Leatherheads is a throwback movie in more ways than one. Not only is it about professional football in 1925, but it’s also a slapstick comedy. A slapstick comedy is defined by as a type of comedy characterized by broad humor, absurd situations and vigorous, often violent action (e.g., a character being hit in the face with a frying pan or running full speed into a wall). The style is common to those genres of entertainment in which the audience suspends their belief of natural laws.

Old Charlie Chaplin films or The Three Stooges are the legendary faces of the genre. It’s a genre that I feel isn’t done very well, or often anymore, but George Clooney pulls it off nicely with his third attempt at directing. (Clooney has also directed Good Night, and Good Luck and Confessions of a Dangerous Mind.)

The story starts out in Duluth, Minn., which is home of the Duluth Bulldogs. Clooney plays Dodge Connelly, the aging team captain whose life is football. The season is just getting started when the Bulldogs, and several other teams in the league, go broke and can no longer afford to pay their players. Several of the players go back to their deadbeat jobs. Dodge, knowing no other trait than football, sets out to save the league.

Dodge hears over the radio that Princeton all-star and war-hero Carter “The Bullet” Rutherford (John Krasinski, The Office, License to Wed) attracted more than 40,000 fans to a college game. So Dodge heads to Chicago to convince Carter to quit paying tuition to play football and start getting paid to play football. The conquest is a success, and Carter joins the Bulldogs, saving the team and perhaps the league.

Meanwhile, the quick-witted Chicago Tribune reporter Lexie Littleton (Renée Zellweger, Chicago, Bridget Jones’s Diary) is trying to write a story claiming Carter is no war hero at all. Being as beautiful as she is, it’s not hard for her to get Carter to trust her. However, she also catches Dodge’s eye, creating the classic love triangle.

Clooney and Zellweger have amazing chemistry on camera. Dodge is full of charm while Lexie is fast to react with her quick wit. The two go back and forth taking shots at one another several times throughout the film until Dodge finally breaks through Lexie’s defense. The way the two spar back and forth seems almost like verbal foreplay.

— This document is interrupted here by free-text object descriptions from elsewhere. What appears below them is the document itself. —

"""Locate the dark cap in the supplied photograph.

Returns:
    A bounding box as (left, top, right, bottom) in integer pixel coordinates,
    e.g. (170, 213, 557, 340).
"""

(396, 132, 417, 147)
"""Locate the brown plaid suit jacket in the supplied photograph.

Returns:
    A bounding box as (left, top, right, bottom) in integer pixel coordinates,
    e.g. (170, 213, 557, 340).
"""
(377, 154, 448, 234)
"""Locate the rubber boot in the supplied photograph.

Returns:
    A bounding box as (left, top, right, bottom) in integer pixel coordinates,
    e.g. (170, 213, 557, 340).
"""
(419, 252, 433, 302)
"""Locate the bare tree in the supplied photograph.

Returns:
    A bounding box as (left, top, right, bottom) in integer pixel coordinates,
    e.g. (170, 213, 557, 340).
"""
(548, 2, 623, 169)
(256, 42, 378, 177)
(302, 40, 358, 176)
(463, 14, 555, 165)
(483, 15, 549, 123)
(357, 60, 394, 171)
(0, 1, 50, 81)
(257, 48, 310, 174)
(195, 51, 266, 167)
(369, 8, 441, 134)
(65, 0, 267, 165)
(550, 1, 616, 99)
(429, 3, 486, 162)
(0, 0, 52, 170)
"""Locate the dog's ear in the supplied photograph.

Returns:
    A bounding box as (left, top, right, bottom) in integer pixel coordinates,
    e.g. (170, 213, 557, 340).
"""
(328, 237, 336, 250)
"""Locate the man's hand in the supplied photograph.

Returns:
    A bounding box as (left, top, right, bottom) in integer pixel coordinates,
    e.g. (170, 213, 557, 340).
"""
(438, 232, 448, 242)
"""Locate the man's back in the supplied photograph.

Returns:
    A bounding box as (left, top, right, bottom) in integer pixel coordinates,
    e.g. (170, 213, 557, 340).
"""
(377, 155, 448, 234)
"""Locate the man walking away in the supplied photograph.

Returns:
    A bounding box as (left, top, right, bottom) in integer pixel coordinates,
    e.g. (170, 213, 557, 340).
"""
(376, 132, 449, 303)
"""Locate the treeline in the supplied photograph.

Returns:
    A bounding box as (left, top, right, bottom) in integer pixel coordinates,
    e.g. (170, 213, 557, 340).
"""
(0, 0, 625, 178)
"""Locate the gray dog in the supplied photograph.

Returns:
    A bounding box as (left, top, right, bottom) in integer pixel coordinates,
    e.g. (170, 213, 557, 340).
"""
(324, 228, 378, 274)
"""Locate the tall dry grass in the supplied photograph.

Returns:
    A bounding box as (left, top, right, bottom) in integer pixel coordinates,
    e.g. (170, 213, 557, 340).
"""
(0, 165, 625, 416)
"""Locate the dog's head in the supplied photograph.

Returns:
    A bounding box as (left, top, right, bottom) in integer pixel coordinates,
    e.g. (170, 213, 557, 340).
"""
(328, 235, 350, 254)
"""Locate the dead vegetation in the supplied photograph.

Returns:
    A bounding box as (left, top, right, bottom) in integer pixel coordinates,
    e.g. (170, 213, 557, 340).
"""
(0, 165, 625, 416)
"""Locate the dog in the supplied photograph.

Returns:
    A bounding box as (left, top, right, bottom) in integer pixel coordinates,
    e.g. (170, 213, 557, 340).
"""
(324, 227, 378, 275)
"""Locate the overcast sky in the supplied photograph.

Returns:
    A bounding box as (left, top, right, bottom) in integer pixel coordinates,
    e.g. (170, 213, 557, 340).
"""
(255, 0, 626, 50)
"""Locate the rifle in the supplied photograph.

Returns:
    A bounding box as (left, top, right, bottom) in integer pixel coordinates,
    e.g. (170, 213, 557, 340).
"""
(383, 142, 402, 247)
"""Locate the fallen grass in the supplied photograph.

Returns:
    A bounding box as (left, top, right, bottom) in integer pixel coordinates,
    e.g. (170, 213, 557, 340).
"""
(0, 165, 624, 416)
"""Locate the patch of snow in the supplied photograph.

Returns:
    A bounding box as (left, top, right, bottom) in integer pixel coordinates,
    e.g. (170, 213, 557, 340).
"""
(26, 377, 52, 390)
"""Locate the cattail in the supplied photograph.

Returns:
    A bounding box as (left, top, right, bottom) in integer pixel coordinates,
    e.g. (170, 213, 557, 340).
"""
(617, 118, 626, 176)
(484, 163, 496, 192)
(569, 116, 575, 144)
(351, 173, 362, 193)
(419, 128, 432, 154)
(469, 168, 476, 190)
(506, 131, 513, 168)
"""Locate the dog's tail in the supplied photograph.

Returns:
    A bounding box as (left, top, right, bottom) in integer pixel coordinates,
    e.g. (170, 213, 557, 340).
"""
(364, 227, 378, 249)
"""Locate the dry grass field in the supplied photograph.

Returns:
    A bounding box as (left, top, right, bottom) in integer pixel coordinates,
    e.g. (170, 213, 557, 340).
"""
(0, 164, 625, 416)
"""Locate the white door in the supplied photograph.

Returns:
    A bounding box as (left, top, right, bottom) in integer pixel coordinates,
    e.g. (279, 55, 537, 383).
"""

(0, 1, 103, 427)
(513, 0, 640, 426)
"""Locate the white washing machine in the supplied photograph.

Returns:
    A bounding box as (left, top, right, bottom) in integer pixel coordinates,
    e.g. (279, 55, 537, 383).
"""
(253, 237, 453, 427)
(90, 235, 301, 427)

Believe it or not, this movie isn’t as much about football as you would think. Granted the bar brawls and football games are entertaining and provide the funny slapstick part of the movie, but the dialogue really stood out to me. Not just the words that were spoken, but the way they were spoken. I already mentioned how enjoyable it was watching Clooney and Zellweger’s scenes together, but Krasinski did a great job, too. His character was the perfect all-American guy. Krasinski makes him that guy with his perfect responses to every question from the media and his proper use of language. I’m not even sure if he swears in the movie.

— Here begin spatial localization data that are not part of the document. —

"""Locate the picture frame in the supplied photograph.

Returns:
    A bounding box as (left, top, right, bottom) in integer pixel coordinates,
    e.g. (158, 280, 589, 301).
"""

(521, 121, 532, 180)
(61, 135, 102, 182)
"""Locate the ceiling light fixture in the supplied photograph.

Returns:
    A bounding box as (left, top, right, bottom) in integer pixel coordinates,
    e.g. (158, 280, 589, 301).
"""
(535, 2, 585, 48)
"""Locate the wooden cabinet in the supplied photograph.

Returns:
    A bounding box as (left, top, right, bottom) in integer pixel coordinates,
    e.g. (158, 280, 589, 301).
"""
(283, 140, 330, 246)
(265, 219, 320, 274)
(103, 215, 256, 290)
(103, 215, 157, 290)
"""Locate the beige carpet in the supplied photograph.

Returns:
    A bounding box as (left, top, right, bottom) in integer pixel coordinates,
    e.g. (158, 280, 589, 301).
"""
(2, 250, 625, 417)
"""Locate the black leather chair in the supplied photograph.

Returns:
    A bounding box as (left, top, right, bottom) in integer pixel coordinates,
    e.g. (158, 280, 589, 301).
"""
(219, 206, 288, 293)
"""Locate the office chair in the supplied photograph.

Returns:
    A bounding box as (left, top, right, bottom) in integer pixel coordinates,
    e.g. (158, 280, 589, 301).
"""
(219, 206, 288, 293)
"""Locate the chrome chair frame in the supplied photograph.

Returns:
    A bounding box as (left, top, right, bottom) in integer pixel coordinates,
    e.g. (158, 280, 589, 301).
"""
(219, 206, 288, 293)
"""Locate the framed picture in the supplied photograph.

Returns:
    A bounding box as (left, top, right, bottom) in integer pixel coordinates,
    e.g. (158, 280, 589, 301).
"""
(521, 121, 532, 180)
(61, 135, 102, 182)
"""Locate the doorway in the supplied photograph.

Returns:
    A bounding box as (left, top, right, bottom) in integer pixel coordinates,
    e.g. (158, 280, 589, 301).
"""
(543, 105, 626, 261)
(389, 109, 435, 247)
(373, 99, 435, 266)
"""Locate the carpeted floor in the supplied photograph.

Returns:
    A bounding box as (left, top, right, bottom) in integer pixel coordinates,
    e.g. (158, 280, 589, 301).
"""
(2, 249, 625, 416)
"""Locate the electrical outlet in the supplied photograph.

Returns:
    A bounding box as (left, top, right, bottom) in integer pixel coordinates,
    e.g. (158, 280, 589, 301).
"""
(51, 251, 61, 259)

Zellweger verbally nailed the part of an intelligent woman in the 1920s. Of course, her acting was over the top as it should be in slapstick, but if I had to guess how a woman talked back then, her performance would be it. Then, of course there is Clooney, who always seems charming no matter what role he plays.

This movie isn’t just about football. Clooney’s movies always seem to have this feel to them that he’s trying to tell you something else. In this film, he’s telling us that it’s fun to break the rules. It’s okay to be rebellious. The movie shows us what commercialization can do to a sport and to movies themselves. He shows us this as both Dodge Connelly and as the director of the movie.

Dodge saves professional football, but it changes in a way that is no longer fun to Dodge. So Dodge breaks the rules and has his fun anyway. Clooney broke all the rules by making a slapstick comedy in this day and age. Perhaps he was a little fed up with Hollywood and decided to break the rules and have his fun, too.